Pomper, prélever, stocker encore et toujours plus pour irriguer ces saletés de champs de maïs gavés d'atrazine et d'engrais. Peu importe le coût environnemental, peu importe le coût humain.
On dit "bête à manger du foin", on devrait dire "bête à planter du maïs" !...

Frawald
Le 15/03/2018 à 19:32:14

Projet :
- Irresponsable
- Destructeur
- Coûteux
- Inégalitaire

James Gélabert
Le 15/03/2018 à 16:04:03

Je vous soutiens dans votre combat.
C'est toujours le pot de fer contre le pot de terre.
Mais à l'arrivée c'est la vérité qui compte, celle de l'avenir de nos enfants, dans un monde plus respectueux de l'environnement.
Bon courage à tous.

Hervé LONGUEPEE
Le 15/03/2018 à 10:24:58

Il ne suffit pas de faire des retenues sur un seul cours d'eau, mais de dispatcher sur tous les fleuves de bassins ! c'est quand même pas compliqué, si? alors qu'on nous explique ...

berthine
Le 15/03/2018 à 10:02:55

C'est la fête de l'eau, à Migné-Auxances, dimanche 18 Mars.

Phil COQ
Le 15/03/2018 à 01:00:14

ces gens là ont déjà des primes irrigation dans les aides PAC,ils ont qu'à faire avec,et puis ces bassines sont des surfaces qui ne seront pas cultivables,on ne peut pas construire une maison et on pourrait faire des bassines,de qui se moque t'on?

noel vivion
Le 14/03/2018 à 20:17:26

Un nouveau projet dispendieux pour une agriculture qui ne se rénove pas assez. Les pouvoirs publics doivent aider pour imposer un autre usage de la nature!

un anonyme
Le 14/03/2018 à 15:48:07

Ce projet revient à financer l’agro-industrie PRIVÉE avec de l’argent public !
Il faut rajouter PRIVÉE... il y en marre !!!
c'est l'argent public qui subventionne une agriculture à bas coût qui maintien les agriculteurs dans la précarité (combien sont-ils au RSA!!??)
Et qui permet aux multinationales de l'agro-alimentaire -du fait des faible prix payés aux producteurs- de faire des marges financières considérables... Tout en ruinant la santé des contribuables... c'est écœurant !!! Y EN A MARRE!!!

un anonyme
Le 14/03/2018 à 15:16:06

le débit de la boutonne est insuffisant pour alimenter l'irrigation sans nuire à l'environnement

un anonyme
Le 14/03/2018 à 09:31:00

Ce projet, comme la plupart des projets concernant les territoires est honteux et catastrophique.
Il faut que cela cesse !

Daniel Chaudat
Le 14/03/2018 à 09:11:25

On en arrive une fois de plus aux limites du libéralisme :
les couts publics et les profits privés.

Je vous pollue ça me rapporte, je vous rends malade ça me rapporte, je vous soigne ça me rapporte, ..

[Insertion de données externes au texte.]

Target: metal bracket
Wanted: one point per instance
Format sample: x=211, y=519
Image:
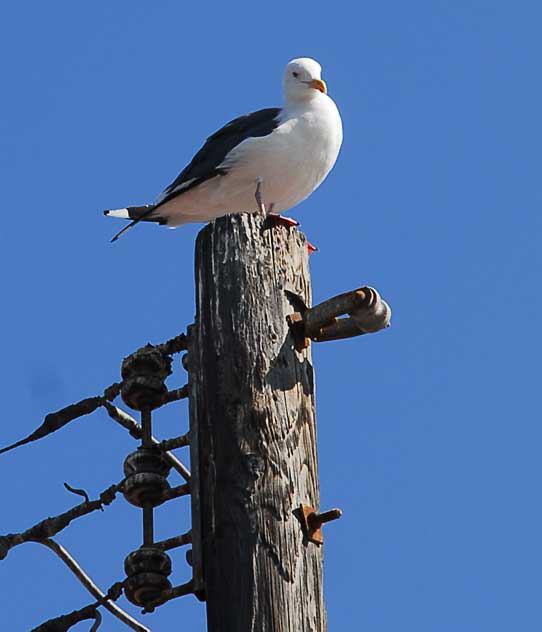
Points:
x=363, y=312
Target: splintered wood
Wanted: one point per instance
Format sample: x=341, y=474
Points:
x=253, y=431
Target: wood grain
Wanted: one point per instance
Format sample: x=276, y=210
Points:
x=253, y=422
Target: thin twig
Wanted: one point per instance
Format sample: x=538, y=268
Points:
x=91, y=586
x=51, y=526
x=55, y=421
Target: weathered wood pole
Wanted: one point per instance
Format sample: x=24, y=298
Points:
x=253, y=423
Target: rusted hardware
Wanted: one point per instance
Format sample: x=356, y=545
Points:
x=147, y=570
x=176, y=492
x=172, y=593
x=312, y=522
x=143, y=374
x=175, y=442
x=174, y=542
x=146, y=472
x=363, y=312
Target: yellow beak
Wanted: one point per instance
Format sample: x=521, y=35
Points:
x=318, y=84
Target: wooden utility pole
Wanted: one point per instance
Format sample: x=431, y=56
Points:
x=253, y=432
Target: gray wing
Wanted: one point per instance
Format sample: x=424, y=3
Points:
x=206, y=163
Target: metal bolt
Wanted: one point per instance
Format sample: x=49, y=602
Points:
x=317, y=520
x=312, y=522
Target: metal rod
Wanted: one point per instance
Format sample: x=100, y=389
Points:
x=146, y=428
x=128, y=422
x=148, y=525
x=172, y=543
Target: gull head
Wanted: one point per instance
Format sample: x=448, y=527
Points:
x=303, y=80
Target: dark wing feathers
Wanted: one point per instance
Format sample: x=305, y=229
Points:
x=205, y=164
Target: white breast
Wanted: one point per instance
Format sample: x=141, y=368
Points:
x=292, y=161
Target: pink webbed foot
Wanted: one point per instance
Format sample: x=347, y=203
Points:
x=280, y=220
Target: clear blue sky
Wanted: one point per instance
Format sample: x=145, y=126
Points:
x=429, y=433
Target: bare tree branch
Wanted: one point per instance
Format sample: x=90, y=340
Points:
x=60, y=418
x=51, y=526
x=128, y=422
x=87, y=582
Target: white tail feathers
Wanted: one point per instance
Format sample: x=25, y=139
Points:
x=120, y=212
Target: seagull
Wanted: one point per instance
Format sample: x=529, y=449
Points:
x=264, y=162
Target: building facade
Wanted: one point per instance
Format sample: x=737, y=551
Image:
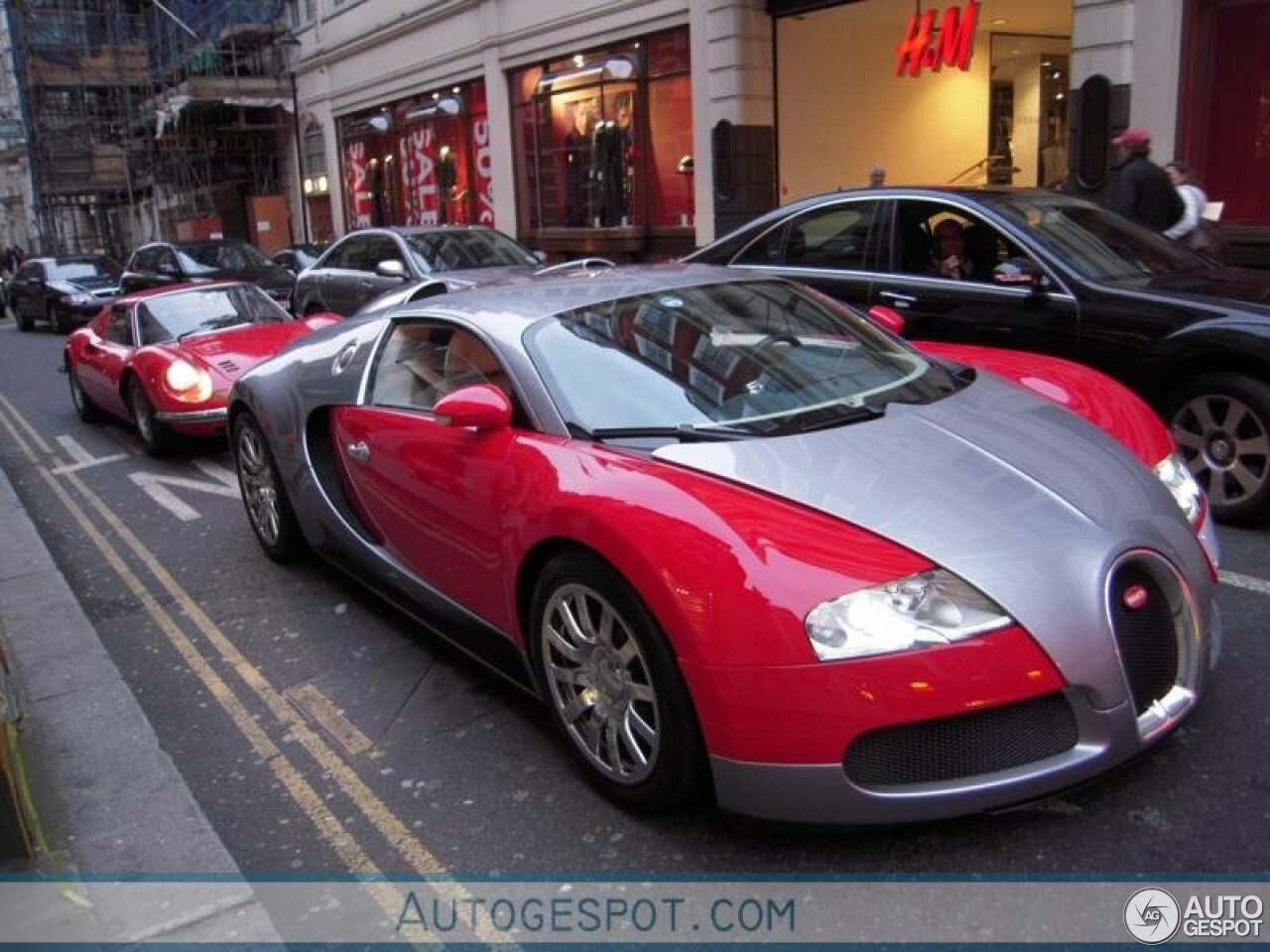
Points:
x=639, y=130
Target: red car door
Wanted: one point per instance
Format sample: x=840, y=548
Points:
x=104, y=357
x=436, y=495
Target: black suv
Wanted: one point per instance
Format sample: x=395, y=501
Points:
x=64, y=291
x=213, y=259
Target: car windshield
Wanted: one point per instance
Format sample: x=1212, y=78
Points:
x=746, y=358
x=221, y=255
x=456, y=250
x=175, y=316
x=82, y=268
x=1093, y=241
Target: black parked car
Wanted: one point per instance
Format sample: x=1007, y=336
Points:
x=367, y=263
x=1060, y=276
x=64, y=291
x=166, y=263
x=296, y=258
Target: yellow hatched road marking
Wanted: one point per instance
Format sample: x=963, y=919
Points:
x=344, y=844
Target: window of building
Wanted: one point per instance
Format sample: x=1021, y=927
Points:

De fait l'équilibre entre les libertés de l'activité et les effets sur la santé, sur la nature ne sont pas respectés.

La crise du capitalisme (quasi perpétuelle) sert d'argument pour faciliter cette dévastation mondialisée.

un problème systémique que rien ne vient corriger...

ano
Le 14/03/2018 à 09:05:12

On tombe sur la tête, pourquoi créer des bassines, plutôt que de promouvoir des cultures économes en eau...arrêtons le maïs...et encourageons d'autres cultures moins gourmandes ( et

Bla
Le 13/03/2018 à 23:17:13

je soutiens le mouvement contre les bassines il est temps de changer le mode d'agriculture qui ruine notre planète et aussi les agriculteurs a long terme avec une pollution de plus en plus importante

didier
Le 13/03/2018 à 20:47:21

Affligeant.

Jean-Yves BARBIER
Le 13/03/2018 à 16:38:56

L'eau, un sujet crucial pour l'avenir! Voir ce soir Cash investigation de Lise Lucet, c'est l'actualité.